Con l'entrata in vigore del D.Lgs. 5 febbraio 1997, n. 22, e quindi a partire da tale annualità d'imposta, era stato restituito ai comuni (Cass. nn. 18303/2004, 18382/2004) il potere di assimilare ai rifiuti urbani ordinari alcune categorie di rifiuti speciali, anche "per qualità e quantità" (art. 21, comma 2, lett. g). Il citato art. 21 consentiva l'assimilazione per qualità e quantità dei rifiuti speciali non pericolosi ai rifiuti urbani ai fini della raccolta e dello smaltimento sulla base dei criteri fissati dallo Stato con Delib. CC. 27 luglio 1984 (punto 1.1.1. lett. a), laddove erano indicati tra i rifiuti assimilabili agli urbani gli imballaggi in genere.

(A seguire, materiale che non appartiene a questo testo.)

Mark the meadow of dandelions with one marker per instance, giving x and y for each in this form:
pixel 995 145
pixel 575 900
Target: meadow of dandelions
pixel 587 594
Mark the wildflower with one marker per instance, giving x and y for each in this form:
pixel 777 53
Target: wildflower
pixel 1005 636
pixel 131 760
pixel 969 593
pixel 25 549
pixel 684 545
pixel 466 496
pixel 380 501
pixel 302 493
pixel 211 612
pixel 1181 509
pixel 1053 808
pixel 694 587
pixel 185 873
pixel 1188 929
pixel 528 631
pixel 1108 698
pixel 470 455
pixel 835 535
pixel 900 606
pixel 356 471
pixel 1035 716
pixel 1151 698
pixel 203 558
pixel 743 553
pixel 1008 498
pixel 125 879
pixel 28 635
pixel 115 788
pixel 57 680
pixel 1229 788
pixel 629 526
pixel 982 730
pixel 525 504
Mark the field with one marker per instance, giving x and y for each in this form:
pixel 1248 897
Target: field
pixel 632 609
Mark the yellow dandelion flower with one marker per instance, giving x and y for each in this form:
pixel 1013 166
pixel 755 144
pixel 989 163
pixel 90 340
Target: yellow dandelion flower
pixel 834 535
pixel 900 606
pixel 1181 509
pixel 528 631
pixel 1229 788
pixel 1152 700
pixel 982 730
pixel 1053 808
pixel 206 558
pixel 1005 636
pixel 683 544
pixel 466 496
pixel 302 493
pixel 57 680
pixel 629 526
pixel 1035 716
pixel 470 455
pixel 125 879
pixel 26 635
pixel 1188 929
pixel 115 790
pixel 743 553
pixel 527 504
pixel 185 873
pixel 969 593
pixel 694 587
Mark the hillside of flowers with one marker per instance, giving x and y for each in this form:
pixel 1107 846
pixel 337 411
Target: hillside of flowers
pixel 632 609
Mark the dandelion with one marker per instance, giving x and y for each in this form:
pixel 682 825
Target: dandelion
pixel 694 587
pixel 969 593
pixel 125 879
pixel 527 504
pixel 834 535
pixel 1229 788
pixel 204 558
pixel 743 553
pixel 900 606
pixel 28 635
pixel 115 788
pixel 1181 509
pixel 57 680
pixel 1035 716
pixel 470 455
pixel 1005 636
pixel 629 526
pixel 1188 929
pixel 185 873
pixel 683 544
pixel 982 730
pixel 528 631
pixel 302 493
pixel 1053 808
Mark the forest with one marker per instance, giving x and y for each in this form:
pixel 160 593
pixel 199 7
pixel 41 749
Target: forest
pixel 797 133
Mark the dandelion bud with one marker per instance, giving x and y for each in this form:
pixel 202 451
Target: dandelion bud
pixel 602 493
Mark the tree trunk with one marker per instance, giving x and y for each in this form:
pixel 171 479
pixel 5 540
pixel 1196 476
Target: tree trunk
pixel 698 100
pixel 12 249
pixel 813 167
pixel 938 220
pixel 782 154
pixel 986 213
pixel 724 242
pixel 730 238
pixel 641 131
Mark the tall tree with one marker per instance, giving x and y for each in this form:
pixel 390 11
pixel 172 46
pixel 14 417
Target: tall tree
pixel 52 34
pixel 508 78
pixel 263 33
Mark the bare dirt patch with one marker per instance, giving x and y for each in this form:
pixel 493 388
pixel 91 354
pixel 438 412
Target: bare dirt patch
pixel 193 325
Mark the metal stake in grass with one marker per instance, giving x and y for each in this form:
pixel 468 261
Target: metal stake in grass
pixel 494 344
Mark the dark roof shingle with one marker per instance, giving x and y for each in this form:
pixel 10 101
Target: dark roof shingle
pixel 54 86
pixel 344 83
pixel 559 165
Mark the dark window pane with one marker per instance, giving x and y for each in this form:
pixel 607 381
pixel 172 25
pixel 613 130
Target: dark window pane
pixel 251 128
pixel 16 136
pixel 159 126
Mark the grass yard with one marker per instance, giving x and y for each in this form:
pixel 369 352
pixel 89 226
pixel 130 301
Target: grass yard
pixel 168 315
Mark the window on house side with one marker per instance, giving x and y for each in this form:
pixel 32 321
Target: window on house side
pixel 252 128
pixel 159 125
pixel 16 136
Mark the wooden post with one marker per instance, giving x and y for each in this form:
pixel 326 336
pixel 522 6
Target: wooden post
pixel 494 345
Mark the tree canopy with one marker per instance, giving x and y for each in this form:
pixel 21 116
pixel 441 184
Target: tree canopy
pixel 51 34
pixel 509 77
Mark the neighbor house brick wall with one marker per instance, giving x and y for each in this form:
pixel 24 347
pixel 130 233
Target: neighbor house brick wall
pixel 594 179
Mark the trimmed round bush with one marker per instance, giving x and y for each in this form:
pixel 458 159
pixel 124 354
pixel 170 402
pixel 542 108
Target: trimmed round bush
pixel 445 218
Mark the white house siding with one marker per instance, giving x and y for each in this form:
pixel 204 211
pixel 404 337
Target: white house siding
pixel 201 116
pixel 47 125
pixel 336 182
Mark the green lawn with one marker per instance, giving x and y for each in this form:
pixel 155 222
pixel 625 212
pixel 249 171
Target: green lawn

Ma dall'esame del Titolo 2^ del decreto Ronchi si ricava che i rifiuti di imballaggio costituiscono oggetto di un regime speciale rispetto a quello dei rifiuti in genere, regime caratterizzato essenzialmente dalla attribuzione ai produttori ed agli utilizzatori della loro "gestione" (termine che comprende tutte le fasi, dalla raccolta allo smaltimento) (art. 38 cit.);ciò vale in assoluto per gli imballaggi terziari, per i quali è stabilito il divieto di immissione nel normale circuito di raccolta dei rifiuti urbani, cioè, in sostanza, il divieto di assoggettamento al regime di privativa comunale, mentre per gli imballaggi secondari è ammessa solo la raccolta differenziata da parte dei commercianti al dettaglio che non li abbiano restituiti agli utilizzatori (art. 43).